The fundamental problem with ‘Scream’ is that it has none of the terror or thrills of the original. It seems quite tame now, especially considering the way mainstream horror has evolved over the intervening years, but when the original ‘Scream’ was released it was genuinely terrifying. Wes Craven really knew how to orchestrate a bloody good scare. Sadly, having been parodied to death by the films it inspired, its own sequels, and the occasionally funny but largely terrible ‘Scary Movie’ franchise, the original has lost all of its edge. But believe me, as someone who was there, that film had audiences shrieking. The new ‘Scream’ however is devoid of this somewhat crucial component.
That’s not to say that it doesn’t have a lot to offer, because it really does. I had an absolute blast with this film. The chase and kills are rarely tense, but they deliver on the blood and guts in some gruesomely inventive ways. The opening scene which (yet again) homages the iconic Drew Barrymore sequence is updated in a way that is both smart and funny, and also ups the ante from the riotous intro to ‘Scream 4’. The mocking of “elevated horror” – a term I despise, is particularly fun.
There’s also a running joke, which pays off in the final act, that manages to be self-referential, a meta commentary of online fandom, and a subversive twist on the Scream franchise formula all in one. I can see how it might be too much for some viewers, and a little too close to breaking the fourth wall, but I thought it was brilliant and genuinely hilarious.
Even though they were in all of the previous films, having the old cast coming back together for one last ride of the Ghostface train adds an extra dimension to it too. It ramps up the nostalgia factor—certain musical cues and location reveals will definitely excite the fans—and brings a level of emotion to the later proceedings that would be otherwise missing if all we were left to root for was the largely disposable new cast of characters.

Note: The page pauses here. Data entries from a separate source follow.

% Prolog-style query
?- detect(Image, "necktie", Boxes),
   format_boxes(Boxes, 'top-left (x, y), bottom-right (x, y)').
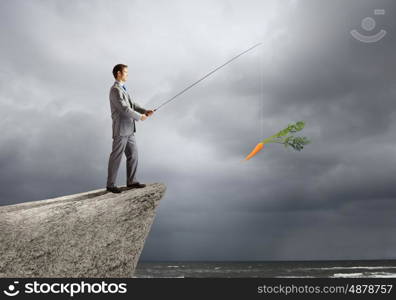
top-left (122, 84), bottom-right (133, 109)
top-left (122, 85), bottom-right (136, 132)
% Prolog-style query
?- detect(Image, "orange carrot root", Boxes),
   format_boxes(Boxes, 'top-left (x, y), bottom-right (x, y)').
top-left (245, 143), bottom-right (264, 160)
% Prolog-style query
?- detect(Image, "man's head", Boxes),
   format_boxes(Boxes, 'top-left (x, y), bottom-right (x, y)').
top-left (113, 64), bottom-right (128, 82)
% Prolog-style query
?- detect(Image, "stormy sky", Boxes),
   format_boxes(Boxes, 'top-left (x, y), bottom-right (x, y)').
top-left (0, 0), bottom-right (396, 260)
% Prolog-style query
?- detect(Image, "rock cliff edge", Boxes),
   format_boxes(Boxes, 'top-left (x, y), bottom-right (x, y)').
top-left (0, 183), bottom-right (166, 278)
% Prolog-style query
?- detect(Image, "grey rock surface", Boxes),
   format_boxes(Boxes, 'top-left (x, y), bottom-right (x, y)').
top-left (0, 183), bottom-right (166, 278)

It won’t be for everyone. The endless winking to the audience, and bucket loads of nostalgia being thrown at you will definitely be a turn off for some. But it really worked for me. The new cast are a lot of fun. Jack Quaid brings a kind of Pacey Witter 90s vibe, which I’m sure considering the Kevin Williamson connection is entirely intentional. Mason Gooding is hilarious, Melissa Barrera is a great new lead for the franchise, and Jenna Ortega is scream queen royalty in the making.
The blu-ray release comes with a decent selection of extras. There is a filmmaker’s commentary with writers James Vanderbilt and Guy Busick, directors Matt Bettinelli-Olpin and Tyler Gillett, and executive producer Chad Villella. There’s also three-minutes of deleted scenes.
There are three short featurettes, the first of which is ‘New Blood’ – all about the new generation of the Scream franchise, which as we know now is likely to be a new trilogy. ‘Bloodlines’ could have been called Scream: The Ghostface Awakens, as it explores the whole concept of a legacy film passing the baton to a new generation. It all feels very Star Wars.
Finally, and somewhat fittingly, is ‘In the Shadow of the Master’ which lovingly pays tribute to horror legend and the father of this franchise, the one and only Wes Craven.